Unsere Schulsiegerin des Lesewettbewerbes der 6. Klassen, Diva Hosseyni aus der 6a, errang beim Essener Stadtentscheid am 20. Februar 2017 einen von zwei ersten Plätzen und wird die Stadt Essen beim NRW-Entscheid vertreten. Insgesamt 27 SchulsiegerInnen waren beim Stadtentscheid angetreten. 
Herzlichen Glückwunsch!

9c beim Theaterfestival Westwind

 
Als "Patenklasse" nahm die Klasse 9c teil am Westwind-Festival, dem renommierten Jugendtheatertreffen in NRW, das in seinem dreißigsten Jahr vom 12.-18. Mai 2014 zu Gast war am Essener Grillo-Theater. Die SchülerInnen begleiteten eine Inszenierung des mehrfach preisgekrönten Ein-Personen-Stückes "Zigeuner-Boxer" von Rike Reiniger. Die Autorin selbst zeichnet als Regisseurin verantwortlich für die ebenso mitreißende wie beklemmende Atmosphäre des Klassentheaterstücks, in dem Andreas Kunz den Freund des Boxers Johann Rukeli Trollmann verkörpert, der aus der Rückschau die tragische Geschichte des von den Nationalsozialisten verfolgten und ermordeten Boxchampions erzählt. 
 
Die SchülerInnen bereiteten sich nicht nur im Unterricht intensiv auf den Besuch des Stückes vor, sondern erarbeiteten sich auch in einem Workshop spielerisch den Zugang zur Inszenierung des westfälischen Landestheaters Castrop-Rauxel. Die Aufführung in der Box, dem mit 60 Zuschauerplätzen kleinsten Spielort des Grillo-Theaters, erlebten die Jugendlichen dann auf der Bühne selbst hautnah mit.

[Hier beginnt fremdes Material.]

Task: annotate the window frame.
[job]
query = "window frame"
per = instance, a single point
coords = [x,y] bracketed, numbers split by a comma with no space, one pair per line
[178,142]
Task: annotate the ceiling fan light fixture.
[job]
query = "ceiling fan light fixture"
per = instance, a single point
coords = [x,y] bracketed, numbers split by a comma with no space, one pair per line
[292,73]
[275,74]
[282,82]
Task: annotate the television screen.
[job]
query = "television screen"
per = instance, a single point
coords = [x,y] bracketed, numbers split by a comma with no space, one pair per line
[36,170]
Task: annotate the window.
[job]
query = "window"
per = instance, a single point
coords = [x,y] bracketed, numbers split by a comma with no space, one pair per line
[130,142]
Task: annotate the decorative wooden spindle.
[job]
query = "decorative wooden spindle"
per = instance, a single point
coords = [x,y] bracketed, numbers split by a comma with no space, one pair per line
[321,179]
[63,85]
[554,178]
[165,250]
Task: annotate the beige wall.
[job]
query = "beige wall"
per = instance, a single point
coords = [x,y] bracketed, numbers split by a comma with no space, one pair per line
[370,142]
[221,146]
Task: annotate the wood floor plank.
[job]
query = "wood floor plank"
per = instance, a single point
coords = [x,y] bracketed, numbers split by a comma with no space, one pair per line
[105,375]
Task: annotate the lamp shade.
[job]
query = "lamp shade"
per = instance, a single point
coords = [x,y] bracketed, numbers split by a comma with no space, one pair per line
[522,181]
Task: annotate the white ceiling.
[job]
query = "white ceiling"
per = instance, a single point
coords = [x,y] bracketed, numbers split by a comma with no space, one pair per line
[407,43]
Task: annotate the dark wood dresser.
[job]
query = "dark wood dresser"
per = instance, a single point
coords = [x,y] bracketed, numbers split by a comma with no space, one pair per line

Umso intensiver waren sie eingebunden in die Geschichte – immer wieder suchte der Protagonist den Kontakt zum Publikum – teilte die ganze Bandbreite der Emotionen von der Freude über "Rukis" Sieg bis zur unmäßigen Wut über sein eigenes Versagen und zur Trauer über den mitverschuldeten Verlust seines Freundes. 
 
In einem intensiven Nachgespräch mit dem Schauspieler Andreas Kunz konnte sich die Patenklasse im Anschluss über das Stück und seine Hintergründe, aber auch über die handwerklichen Aspekte einer derartigen Inszenierung informieren. Andreas Kunz berichtete auch über seinen eigenen Werdegang und seinen Bezug zur Stadt Essen. Er freute sich sehr über die Gastgeschenke, welche die Klasse ihm am Ende überreichte – insbesondere über den von allen unterzeichneten Boxhandschuh und den selbst gestalteten Rap-Text zur Geschichte Johann Trollmanns, welchen er an dessen Tochter weiterleiten wird. 
 
Dieser gelungene Theaterabend wird den SchülerInnen und den sie begleitenden Lehrkräften wohl noch lange im Gedächtnis bleiben!